Looking back over the past year it’s hard to find an ordinary day. Depending on which calendar you use the year is crammed full with special days for everything under the sun. Into that crammed schedule Jews, Christians, Hindus, Muslims, Buddhists and hosts of other religious groups insert their own particular feasts and festivals.

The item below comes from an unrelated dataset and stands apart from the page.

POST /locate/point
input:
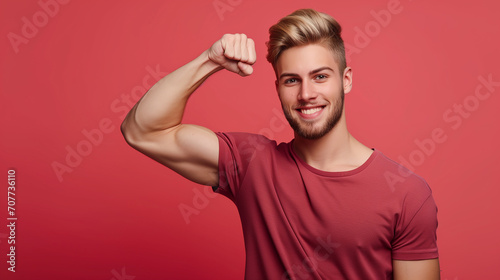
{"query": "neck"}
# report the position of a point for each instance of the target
(336, 151)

Amongst the plethora of annual religious and secular special days are the weekly celebrations for those of us in the Jewish-Christian tradition – Shabbat or the Sabbath (sunset on Friday until sunset on Saturday) and the Lord’s Day (Sunday, from when we wake up until when we go to bed!) In an increasingly secular world these weekly feast days get lost or, if not lost, at least radically changed until they are barely recognisable as holy days.

 

David Klinghoffer is an articulate Orthodox Jew. It was not always so. In his spiritual memoir, The Lord Will Gather Me In – My Journey to Jewish Orthodoxy, he describes his upbringing in Reformed (liberal) Judaism, his flirtations with Christianity, his anxious searching for his Jewish roots and his homecoming to Orthodox Judaism. His writings have all the marks of a convert who has given up smoking, and his cavalier treatment of liberalism, which he sees as the slippery slope to secularism, is only one of many dogmatic positions he espouses.

Nevertheless, his recall of a conversation with a certain liberal Rabbi, Rabbi Dinnerstein, on what is important for Judaism, set me thinking about the question of the Sabbath and Sunday in our almanac of feast days and festivals.

Says Klinghoffer: “Rabbi Dinnerstein believes that there are moral absolutes in the Torah (the firsts five books of Moses).” Answering Klinghoffer’s request for elucidation, the Rabbi replied: “I think keeping Shabbat is a bottom line responsibility, but how I keep Shabbat, that’s up for negotiation.”

That remark led me to pick up Stephen Miller’s The Peculiar Life of Sundays. It’s a lively history of how the Lord’s Day has exercised its hold on countless numbers of us over the past 2000 years. Unlike Shabbat, which springs from the divine command in the Torah, the Lord’s Day arose as a celebration in miniature of Easter Day and in that regard recaptures, on a weekly basis, one of the great annual Christian festivals. As such, Christians have regarded it historically as a “bottom line responsibility.” But, like Rabbi Dinnerstein’s Shabbat, Sunday is increasingly “up for negotiation.”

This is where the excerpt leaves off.